Endlich geht es wieder los! Das erste Pflichtspiel stand auf dem Programm. Das Losglück war endlich mal auf unserer Seite gewesen und hatte der Borussia mit Young Boys Bern einen Gegner für die Championsleague-Qualifikation beschert, der zum einen durchaus bezwingbar schien und zum anderen nicht zu weit weg war. Nach Bern kann man mal eben hinfahren. Nachdem klar war, dass wir die bestellten Karten auch wirklich bekamen, konnten wir die Reise planen.

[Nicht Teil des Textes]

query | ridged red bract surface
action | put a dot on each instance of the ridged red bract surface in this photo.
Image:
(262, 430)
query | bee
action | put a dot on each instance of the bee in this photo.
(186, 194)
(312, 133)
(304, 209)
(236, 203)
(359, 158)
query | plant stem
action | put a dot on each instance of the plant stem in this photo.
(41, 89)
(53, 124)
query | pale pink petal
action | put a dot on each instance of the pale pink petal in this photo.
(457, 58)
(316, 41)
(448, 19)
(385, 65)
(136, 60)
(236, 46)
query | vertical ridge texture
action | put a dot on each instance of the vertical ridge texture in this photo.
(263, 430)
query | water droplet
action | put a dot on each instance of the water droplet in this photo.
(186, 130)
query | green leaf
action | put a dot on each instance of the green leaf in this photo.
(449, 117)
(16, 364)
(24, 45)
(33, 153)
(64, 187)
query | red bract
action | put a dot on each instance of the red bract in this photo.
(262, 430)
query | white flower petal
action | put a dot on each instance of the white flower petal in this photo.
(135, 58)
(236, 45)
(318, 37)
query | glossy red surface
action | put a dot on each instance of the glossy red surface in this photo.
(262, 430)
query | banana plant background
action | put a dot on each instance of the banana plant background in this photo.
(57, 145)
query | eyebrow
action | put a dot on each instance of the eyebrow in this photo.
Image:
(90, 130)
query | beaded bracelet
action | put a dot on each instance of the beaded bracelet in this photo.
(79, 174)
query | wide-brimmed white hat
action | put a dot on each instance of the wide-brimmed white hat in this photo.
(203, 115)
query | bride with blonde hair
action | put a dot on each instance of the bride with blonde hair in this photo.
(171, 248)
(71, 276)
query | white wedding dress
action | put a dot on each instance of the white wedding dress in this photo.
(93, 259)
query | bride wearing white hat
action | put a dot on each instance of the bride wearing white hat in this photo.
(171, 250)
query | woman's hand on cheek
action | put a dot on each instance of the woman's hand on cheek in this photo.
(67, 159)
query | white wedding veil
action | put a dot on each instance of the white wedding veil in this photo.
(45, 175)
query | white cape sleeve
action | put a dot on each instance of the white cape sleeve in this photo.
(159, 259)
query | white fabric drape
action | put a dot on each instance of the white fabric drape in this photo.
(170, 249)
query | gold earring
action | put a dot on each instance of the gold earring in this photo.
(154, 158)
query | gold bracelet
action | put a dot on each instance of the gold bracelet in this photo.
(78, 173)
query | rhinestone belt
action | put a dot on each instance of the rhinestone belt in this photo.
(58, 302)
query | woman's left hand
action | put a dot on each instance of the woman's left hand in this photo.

Für sechs Leute war ein Auto zu klein. Der Einfachheit halber zog ich es vor, mit der Bahn anzureisen, während die restlichen Leute mit dem Auto fuhren. In der angemieteten Ferienwohnung, die sich als freigeräumte Privatwohnung herausstellte, trafen wir uns nach der Anfahrt um die Mittagszeit wieder. Wir verstauten unsere Sachen und machten uns dann mit der S-Bahn auf den Weg in die Berner Innenstadt, wo für die Gladbachfans ein Treffpunkt im Kneipenviertel bekannt gegeben worden war.

Schon einige Gladbachfans waren bereits eingetroffen, aber der Betrieb war noch überschaubar. Es war also noch Zeit, die schönen Altstadt noch etwas zu erkunden. Nur hatten wir jetzt ein Problem. Wir hatten Hotte, unseren Kulturbeauftragten nicht dabei, der uns bestimmt zu den alten Gebäuden, Brunnen und Gassen viel zu Erklären gehabt hätte. Eins fanden wir auch ohne ihn: Ein Straßenlokal mit leckeren Bierspezialitäten der Region.

Hier trafen dann auch weitere Leute der Borussenfestung und andere befreundete Gladbachfans ein. Fossi war bereits wie immer in Bestform. Und so langsam füllte sich die Altstadt mehr und mehr mit Gladbachern. Die meisten waren dem Aufruf des Fanprojekts gefolgt und waren in weiß gekleidet. Dazu kam der Spruch des Tages von Gandalf, dem wohl seine Weißweinschorle nicht so gut bekommen war: "Weiß wie ein Lipizzaner-Rüde!" Was hat er wohl damit gemeint?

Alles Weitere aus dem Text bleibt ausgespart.